Ramsay Brown:Yeah. And to her point this is why the World Economic Forum has its center for the fourth industrial revolution. We are in a completely qualitatively different time period from where we've been previously that we're stepping into. When we look at this like what, does 2023 to 2025 look like? We have to remember we have active warfare going on, around the world both literal and hybrid. We have a major US election coming up. So we were tasked recently by a partner to, to create some meaningful predictions about that timescale. And we see the rise of a agentic AI. We see major crises around deep fakes. In the next US election, we see AI being used in hybrid warfare, embodied humanoid robotics coming down the pipe.
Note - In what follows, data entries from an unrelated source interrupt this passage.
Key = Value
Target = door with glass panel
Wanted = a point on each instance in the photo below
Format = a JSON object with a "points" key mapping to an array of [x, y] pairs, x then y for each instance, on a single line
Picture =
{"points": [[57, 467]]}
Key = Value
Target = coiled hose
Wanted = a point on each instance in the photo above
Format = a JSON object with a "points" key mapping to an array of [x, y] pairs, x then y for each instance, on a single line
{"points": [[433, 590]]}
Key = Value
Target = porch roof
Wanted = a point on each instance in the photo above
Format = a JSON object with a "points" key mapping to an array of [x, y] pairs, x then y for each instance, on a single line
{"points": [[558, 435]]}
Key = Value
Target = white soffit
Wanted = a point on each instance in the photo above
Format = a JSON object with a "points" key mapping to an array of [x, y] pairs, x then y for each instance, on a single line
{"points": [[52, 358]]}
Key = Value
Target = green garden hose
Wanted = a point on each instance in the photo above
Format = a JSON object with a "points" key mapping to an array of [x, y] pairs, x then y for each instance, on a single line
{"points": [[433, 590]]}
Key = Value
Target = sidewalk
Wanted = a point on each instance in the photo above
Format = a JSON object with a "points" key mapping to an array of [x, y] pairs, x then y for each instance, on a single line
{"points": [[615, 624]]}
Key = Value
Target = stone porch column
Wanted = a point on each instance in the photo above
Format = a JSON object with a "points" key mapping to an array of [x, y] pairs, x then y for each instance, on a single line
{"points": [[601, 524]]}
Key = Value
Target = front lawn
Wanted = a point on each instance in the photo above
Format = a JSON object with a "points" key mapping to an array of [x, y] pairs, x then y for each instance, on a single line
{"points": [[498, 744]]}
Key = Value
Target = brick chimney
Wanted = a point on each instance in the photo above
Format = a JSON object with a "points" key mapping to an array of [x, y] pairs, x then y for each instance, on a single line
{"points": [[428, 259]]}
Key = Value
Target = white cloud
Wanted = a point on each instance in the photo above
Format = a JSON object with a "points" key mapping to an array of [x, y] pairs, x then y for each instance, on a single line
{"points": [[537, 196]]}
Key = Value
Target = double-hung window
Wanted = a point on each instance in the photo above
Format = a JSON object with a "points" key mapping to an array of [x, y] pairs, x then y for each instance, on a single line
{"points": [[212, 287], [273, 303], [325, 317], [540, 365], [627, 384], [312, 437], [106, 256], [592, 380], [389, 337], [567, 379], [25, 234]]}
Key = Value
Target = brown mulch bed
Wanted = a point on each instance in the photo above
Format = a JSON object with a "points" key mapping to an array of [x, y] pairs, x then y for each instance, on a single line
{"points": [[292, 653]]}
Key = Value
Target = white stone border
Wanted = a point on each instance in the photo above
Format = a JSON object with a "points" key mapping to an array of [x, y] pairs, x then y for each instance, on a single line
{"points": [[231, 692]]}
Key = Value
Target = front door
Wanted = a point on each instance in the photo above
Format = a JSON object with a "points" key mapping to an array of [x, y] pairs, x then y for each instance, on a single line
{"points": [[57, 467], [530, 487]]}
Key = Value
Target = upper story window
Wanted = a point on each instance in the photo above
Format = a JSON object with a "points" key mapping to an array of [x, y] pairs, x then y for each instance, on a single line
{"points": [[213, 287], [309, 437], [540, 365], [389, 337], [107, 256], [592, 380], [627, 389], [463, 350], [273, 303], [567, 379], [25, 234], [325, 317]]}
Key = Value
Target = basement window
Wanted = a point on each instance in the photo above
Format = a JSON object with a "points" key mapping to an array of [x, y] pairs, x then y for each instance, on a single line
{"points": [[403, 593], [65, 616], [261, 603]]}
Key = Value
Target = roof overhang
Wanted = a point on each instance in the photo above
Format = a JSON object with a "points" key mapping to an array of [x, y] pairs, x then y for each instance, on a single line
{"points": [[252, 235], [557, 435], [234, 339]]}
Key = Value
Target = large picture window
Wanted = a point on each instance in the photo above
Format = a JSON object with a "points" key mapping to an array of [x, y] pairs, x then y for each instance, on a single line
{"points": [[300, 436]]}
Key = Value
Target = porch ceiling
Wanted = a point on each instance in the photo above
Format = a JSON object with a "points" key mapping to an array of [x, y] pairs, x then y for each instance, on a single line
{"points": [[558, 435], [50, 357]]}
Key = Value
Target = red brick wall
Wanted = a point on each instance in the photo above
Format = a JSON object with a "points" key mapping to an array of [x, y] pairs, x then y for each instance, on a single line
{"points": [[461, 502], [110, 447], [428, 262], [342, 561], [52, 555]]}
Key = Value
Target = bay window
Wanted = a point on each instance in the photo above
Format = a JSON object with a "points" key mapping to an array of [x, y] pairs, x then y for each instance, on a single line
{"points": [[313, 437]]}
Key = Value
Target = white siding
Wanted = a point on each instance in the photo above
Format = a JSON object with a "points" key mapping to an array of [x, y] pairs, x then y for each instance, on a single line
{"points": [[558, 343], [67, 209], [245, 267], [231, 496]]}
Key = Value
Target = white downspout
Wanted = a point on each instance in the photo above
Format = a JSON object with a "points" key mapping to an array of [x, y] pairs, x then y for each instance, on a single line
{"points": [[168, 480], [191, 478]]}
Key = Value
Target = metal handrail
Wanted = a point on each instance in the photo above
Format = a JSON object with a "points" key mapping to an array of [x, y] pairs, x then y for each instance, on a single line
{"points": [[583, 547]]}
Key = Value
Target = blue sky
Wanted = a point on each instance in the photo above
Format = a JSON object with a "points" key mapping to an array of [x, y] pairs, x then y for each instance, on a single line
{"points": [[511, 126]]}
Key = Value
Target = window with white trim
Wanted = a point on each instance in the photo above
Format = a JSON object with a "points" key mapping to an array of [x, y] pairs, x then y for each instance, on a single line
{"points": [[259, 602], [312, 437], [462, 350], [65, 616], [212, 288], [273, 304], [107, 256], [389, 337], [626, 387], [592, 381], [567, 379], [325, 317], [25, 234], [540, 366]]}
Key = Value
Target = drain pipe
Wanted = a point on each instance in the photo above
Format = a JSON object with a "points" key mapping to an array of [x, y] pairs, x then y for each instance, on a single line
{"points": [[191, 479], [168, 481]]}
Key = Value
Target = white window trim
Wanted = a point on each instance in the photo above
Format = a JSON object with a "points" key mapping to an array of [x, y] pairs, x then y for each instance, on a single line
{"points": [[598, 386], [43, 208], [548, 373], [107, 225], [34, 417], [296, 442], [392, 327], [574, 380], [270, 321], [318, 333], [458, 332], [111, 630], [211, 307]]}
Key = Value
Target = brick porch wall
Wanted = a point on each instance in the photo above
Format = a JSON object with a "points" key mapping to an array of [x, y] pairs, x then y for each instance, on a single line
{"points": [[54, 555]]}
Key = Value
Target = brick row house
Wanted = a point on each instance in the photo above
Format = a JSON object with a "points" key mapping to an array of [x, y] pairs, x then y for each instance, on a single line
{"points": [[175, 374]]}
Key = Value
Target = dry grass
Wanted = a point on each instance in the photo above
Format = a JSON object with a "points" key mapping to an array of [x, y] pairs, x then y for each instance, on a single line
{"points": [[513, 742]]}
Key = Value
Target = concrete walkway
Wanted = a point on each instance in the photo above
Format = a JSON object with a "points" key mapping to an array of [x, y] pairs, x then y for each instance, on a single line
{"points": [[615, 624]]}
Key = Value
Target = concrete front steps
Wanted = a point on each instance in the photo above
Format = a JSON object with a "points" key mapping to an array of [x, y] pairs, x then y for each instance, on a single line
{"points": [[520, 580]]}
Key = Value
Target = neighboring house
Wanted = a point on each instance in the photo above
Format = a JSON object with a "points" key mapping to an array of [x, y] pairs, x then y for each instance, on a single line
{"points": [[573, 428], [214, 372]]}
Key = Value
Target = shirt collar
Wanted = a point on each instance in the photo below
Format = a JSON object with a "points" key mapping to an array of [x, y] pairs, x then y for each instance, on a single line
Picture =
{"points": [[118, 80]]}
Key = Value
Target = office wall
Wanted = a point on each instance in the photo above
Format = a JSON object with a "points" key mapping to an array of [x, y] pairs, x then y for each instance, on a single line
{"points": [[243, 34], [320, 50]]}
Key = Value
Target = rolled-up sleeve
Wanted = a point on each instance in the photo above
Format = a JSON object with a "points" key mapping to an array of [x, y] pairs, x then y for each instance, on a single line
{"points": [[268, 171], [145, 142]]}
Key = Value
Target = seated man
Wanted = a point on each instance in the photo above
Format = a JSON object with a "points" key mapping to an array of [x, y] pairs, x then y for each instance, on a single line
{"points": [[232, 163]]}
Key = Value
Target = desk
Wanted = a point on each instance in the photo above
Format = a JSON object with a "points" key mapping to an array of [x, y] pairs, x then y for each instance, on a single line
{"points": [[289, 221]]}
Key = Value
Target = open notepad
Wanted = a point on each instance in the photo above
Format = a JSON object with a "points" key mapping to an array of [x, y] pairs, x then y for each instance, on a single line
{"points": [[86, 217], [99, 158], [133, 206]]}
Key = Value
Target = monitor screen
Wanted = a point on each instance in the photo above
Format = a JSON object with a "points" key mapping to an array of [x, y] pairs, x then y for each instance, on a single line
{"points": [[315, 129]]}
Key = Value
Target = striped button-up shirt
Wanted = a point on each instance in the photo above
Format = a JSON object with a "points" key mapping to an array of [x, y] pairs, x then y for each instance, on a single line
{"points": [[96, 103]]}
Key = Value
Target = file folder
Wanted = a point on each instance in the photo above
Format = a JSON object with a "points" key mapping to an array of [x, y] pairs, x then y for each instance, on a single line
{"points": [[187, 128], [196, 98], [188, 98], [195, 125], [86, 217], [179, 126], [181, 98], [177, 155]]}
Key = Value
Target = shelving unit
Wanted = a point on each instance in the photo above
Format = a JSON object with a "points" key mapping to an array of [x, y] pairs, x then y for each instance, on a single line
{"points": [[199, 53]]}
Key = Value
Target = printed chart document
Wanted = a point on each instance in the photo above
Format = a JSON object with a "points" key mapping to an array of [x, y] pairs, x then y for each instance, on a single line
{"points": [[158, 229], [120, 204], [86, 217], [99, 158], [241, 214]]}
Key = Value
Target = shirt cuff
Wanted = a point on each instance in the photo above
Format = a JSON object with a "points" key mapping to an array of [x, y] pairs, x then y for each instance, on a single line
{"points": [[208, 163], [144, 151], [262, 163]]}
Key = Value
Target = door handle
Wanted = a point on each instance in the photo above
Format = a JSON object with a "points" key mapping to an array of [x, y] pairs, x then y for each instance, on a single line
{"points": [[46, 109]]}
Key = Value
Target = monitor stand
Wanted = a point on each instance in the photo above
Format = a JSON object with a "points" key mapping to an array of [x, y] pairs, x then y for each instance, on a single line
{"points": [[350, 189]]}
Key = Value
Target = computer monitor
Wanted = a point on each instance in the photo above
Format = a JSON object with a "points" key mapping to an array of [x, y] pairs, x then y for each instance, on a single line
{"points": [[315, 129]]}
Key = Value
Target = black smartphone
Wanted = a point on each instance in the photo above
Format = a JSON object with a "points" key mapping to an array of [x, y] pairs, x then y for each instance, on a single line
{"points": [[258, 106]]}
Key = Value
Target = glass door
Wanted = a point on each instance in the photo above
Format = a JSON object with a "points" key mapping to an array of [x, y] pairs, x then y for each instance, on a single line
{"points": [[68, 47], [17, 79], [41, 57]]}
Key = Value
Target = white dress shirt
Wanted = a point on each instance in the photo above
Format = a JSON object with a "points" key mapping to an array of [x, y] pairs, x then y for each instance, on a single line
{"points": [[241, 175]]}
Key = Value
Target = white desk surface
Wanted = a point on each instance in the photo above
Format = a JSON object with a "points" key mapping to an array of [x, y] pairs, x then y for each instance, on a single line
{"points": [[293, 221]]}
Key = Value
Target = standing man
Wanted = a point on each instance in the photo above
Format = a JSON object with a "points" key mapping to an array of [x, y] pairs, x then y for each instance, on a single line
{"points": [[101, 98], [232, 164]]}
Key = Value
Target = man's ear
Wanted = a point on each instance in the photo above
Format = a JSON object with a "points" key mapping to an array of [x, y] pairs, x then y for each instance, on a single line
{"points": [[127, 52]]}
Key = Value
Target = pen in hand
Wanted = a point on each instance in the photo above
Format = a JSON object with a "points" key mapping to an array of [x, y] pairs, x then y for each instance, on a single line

Already we've seen calls for national AI bans, so we've already been got to check that one off our prediction list with, what's going on in the eu. We see attempts at regulation of GPU control. We think that the AI deserves rights discourse is going to accelerate much faster than the AI Bill of Rights discourse. And if we look even at the, long tail of this, we look at the rise of synthetic labor and what happens when an LLM and a Python harness strapped to an Ethereum wallet is no longer a tool, but a self owning agentic system, and it asks to work at your company. How do you regulate that? Like how as a business person do you trust a, an agentic autonomous, self owning intelligent system? That's not a sci-fi question. That's a 2025 question. So to Tom's point, we are absolutely in something to the extent of the industrial revolution but, of the mind as opposed of the muscle.
Andreas Welsch:Awesome. And great to hear also the imminence of it, that it's not decades into the future. But that what we're seeing today is already the first step to to more widespread use and even more capable systems and agents, to your point.
Ramsay Brown:And there's only one thing I wanna tack onto that, which is to the point of the author William Gibson. The future is already here. It's just not very evenly distributed. Two things are true. Very large enterprise organizations move very slowly to make decisions about the deployment of new technologies. That is true. So if you're someone listening in this stream and you say, yeah, but my company can't move that fast. You are correct. And we are at a breakneck pace to build artificial general intelligence. My team included. Both of these things are simultaneously true. And as much as people like to think about the, term disruption, meaning guys and hoodies in San Francisco. Practically speaking, the economist, Joseph Schumpeter, coined the term of creative destruction to point out that capital markets are very good at dismantling slow organizations to funnel their capital more effectively towards faster organizations. And if we remember that the future is here. It's just not very evenly distributed. This can be a helpful lens for business decision makers in understanding the imperatives to start accelerating the adoption of some of these technologies.
Andreas Welsch:I think that's an awesome note to end on today's show. So I would like to thank you for joining and sharing with us what you've seen, what you've discussed at the event that you held in Oxford last month. How you see that this will impact not only the future of work and what we're living in right now, but also our society more broadly and the role that we all play in this as leaders, as experts in that space. So Ramsay, thank you so much for joining us and for sharing your expertise and for those in the audience for learning with us today.
Ramsay Brown:Hey, thank you so much for having me. It was really an honor.